Chapter 7 Density Estimation with Gaussian Mixture Models

In addition to regression and dimensionality reduction, density estimation is a core pillar of machine learning. Its goal is to represent data compactly by estimating the underlying probability density function that generated it.

Instead of storing all data points, density estimation models the data using a parametric family of distributions, such as a Gaussian.

For example, we can represent a dataset using its mean and variance, found via maximum likelihood (MLE) or maximum a posteriori (MAP) estimation. However, a single Gaussian distribution often provides a poor fit for complex or multimodal data (data with multiple clusters).

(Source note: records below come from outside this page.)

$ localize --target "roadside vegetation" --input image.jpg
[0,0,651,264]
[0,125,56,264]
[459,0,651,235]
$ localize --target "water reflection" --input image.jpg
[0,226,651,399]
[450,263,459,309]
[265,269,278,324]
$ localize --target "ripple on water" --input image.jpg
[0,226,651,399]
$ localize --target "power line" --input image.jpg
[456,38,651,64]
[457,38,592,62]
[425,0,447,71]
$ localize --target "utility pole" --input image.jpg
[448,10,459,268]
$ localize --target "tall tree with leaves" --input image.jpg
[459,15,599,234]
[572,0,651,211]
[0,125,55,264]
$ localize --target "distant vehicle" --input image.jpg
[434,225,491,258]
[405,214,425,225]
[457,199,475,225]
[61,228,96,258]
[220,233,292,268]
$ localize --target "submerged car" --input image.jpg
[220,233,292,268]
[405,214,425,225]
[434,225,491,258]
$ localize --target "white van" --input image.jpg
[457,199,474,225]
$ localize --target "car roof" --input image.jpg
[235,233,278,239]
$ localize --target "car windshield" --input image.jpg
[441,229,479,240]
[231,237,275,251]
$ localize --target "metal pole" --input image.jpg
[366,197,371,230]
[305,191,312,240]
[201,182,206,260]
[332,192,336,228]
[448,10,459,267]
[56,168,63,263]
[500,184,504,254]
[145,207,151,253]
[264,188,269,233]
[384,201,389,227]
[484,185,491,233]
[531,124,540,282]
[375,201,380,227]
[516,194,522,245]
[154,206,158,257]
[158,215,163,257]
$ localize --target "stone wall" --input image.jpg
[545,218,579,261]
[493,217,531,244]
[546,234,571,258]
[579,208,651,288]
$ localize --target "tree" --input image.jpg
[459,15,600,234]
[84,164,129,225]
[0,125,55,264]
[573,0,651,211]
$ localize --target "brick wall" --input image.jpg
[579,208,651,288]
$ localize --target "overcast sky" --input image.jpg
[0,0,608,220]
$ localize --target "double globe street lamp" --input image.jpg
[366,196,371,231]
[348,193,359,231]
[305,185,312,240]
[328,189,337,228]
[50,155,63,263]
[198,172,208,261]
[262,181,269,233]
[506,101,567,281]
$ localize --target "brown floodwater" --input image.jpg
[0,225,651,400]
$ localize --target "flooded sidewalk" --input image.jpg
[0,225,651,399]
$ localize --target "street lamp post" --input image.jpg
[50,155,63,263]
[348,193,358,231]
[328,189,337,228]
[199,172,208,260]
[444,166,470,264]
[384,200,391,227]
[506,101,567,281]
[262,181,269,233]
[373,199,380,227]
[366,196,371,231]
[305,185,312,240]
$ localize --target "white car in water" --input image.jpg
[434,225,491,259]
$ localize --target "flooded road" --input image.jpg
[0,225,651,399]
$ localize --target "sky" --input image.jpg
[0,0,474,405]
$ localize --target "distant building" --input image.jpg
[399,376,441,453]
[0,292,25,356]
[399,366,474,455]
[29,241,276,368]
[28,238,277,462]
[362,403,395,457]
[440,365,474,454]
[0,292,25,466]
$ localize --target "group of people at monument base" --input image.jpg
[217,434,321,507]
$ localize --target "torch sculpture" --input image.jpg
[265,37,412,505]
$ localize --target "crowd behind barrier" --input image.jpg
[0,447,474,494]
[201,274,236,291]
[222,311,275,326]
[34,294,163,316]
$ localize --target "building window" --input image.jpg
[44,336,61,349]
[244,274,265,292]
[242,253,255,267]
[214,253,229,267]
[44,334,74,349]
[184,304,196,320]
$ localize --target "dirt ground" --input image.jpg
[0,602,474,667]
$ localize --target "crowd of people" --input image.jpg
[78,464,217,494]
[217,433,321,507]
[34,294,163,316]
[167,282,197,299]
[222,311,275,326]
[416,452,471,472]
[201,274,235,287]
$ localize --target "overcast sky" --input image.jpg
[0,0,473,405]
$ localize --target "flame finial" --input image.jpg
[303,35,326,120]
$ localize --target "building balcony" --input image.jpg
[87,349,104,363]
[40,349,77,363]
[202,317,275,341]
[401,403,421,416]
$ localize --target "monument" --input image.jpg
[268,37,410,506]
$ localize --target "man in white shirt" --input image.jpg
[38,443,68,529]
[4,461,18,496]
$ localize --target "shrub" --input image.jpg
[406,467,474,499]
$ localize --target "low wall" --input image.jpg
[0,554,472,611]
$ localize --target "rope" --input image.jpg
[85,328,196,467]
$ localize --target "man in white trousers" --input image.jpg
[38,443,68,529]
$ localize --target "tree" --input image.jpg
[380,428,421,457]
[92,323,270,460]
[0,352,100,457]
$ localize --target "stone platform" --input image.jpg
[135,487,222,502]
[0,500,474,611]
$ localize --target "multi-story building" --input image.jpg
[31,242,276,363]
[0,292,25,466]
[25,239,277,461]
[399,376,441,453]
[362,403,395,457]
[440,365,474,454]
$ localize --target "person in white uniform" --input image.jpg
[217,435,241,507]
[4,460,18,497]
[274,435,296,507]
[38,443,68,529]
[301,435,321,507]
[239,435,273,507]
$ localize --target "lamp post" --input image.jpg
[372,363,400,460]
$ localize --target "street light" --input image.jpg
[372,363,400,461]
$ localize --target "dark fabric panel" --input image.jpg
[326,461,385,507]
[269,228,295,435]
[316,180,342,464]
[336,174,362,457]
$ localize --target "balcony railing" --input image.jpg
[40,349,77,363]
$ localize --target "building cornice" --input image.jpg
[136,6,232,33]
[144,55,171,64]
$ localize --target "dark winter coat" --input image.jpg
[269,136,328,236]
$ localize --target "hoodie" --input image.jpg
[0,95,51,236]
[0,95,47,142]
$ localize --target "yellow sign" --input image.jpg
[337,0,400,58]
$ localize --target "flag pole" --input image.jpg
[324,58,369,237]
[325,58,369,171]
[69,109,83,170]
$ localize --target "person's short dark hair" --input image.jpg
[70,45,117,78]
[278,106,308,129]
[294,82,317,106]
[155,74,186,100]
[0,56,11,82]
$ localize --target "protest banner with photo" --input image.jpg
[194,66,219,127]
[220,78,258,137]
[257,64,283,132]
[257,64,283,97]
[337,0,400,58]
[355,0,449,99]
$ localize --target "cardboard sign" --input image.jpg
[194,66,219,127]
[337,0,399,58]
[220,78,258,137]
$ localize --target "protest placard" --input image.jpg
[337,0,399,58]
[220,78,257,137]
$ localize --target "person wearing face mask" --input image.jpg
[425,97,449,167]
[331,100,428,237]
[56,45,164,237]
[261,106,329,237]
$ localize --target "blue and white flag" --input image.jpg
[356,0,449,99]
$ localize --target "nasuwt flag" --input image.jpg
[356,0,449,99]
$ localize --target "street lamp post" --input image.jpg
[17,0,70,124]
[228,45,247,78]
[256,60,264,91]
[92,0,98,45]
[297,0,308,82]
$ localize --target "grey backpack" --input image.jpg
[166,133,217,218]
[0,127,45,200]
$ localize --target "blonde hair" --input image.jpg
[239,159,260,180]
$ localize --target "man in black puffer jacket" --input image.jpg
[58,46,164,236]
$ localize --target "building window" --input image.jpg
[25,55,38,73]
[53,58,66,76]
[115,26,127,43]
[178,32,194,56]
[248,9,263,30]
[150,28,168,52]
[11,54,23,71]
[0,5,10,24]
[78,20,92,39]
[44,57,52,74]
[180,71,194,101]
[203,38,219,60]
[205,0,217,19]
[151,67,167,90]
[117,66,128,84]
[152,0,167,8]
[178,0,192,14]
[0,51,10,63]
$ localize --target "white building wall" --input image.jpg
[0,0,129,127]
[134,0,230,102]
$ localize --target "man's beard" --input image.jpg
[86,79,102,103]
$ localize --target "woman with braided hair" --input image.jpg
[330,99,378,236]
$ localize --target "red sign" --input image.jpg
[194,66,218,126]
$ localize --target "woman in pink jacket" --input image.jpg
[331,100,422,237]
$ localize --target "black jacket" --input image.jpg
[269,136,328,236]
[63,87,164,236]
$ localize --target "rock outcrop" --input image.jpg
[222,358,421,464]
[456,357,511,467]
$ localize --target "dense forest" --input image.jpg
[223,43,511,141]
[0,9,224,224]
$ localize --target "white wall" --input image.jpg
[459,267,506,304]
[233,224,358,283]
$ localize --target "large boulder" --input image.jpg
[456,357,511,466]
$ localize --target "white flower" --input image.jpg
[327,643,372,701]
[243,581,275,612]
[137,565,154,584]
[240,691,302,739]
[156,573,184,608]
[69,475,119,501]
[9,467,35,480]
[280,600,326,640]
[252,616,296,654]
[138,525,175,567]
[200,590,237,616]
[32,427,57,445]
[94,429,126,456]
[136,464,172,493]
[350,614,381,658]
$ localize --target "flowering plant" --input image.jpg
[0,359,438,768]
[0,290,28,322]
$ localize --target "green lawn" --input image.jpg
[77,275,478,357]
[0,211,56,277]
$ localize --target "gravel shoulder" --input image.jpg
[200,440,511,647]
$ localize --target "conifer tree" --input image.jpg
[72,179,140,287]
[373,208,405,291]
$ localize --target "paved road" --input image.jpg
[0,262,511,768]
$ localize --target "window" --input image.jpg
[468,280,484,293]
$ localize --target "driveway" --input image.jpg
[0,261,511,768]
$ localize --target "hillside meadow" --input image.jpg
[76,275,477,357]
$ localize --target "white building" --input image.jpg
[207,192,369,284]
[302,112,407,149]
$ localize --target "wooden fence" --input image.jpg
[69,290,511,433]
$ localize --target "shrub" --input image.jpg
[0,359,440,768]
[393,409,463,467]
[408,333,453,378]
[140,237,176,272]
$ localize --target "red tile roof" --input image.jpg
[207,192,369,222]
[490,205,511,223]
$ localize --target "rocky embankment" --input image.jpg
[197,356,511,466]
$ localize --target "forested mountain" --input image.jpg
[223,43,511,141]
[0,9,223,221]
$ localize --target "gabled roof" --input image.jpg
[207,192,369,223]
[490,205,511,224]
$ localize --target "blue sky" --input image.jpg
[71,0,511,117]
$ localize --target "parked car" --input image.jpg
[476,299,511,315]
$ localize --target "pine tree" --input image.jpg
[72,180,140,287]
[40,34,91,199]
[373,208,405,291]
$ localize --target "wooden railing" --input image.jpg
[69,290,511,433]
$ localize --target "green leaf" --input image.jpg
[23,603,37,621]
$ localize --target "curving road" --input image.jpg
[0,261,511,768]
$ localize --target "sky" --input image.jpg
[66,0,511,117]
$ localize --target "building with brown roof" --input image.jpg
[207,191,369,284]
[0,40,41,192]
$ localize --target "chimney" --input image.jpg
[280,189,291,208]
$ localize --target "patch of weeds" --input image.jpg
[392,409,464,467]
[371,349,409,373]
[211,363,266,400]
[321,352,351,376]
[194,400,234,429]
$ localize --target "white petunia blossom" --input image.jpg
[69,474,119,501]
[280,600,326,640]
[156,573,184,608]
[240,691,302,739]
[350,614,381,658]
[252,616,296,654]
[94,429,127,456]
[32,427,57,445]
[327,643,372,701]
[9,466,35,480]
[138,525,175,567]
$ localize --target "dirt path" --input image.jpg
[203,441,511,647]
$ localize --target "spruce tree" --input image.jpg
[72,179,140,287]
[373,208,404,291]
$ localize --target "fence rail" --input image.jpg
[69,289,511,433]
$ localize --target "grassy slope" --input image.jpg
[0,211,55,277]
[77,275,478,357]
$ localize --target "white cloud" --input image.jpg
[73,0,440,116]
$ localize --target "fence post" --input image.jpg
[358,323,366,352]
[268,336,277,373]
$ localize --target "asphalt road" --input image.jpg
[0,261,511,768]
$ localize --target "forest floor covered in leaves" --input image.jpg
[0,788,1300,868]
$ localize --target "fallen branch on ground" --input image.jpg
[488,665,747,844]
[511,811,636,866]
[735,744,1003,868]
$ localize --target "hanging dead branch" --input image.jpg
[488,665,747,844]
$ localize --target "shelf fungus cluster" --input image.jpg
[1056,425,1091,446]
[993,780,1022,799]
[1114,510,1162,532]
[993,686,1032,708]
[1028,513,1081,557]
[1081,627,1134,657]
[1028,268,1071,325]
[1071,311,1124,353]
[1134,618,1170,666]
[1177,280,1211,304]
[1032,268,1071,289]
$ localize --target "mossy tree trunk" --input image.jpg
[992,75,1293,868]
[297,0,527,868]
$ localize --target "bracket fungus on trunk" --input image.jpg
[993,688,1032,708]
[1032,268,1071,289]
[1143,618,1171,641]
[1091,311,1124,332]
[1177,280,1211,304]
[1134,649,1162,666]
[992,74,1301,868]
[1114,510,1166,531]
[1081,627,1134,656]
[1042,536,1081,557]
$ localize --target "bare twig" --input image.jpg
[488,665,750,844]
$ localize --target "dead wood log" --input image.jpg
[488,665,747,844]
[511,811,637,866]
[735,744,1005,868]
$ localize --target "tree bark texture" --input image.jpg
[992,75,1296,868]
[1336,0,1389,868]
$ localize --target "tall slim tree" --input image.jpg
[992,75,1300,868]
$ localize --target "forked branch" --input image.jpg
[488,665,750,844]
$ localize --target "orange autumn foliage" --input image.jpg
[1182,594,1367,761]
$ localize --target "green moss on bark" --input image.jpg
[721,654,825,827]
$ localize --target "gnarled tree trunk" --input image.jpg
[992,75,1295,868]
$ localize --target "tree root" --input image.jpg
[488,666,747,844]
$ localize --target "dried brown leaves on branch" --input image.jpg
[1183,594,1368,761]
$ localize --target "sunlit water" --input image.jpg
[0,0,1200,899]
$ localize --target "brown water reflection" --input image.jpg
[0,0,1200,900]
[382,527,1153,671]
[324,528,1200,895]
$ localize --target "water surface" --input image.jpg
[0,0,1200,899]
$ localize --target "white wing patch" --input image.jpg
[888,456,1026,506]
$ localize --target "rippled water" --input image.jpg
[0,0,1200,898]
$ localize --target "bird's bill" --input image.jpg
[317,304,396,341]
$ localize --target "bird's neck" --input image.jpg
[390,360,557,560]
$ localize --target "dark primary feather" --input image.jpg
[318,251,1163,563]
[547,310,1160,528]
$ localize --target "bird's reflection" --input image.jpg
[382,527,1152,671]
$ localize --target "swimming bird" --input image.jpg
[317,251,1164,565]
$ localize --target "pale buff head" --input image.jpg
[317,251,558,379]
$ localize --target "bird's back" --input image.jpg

To handle this, we use mixture models.

Definition 7.1 A mixture model represents a probability density as a convex combination of simpler component distributions: \[ p(\mathbf{x}) = \sum_{k=1}^{K} \pi_k p_k(\mathbf{x}), \] subject to: \[ 0 \leq \pi_k \leq 1, \quad \sum_{k=1}^{K} \pi_k = 1, \] where

\(p_k(\mathbf{x})\) are individual component distributions (e.g., Gaussian, Bernoulli), and
\(\pi_k\): mixture weights representing the contribution of each component

Mixture models can capture multimodal structures in data and are thus more expressive than single distributions.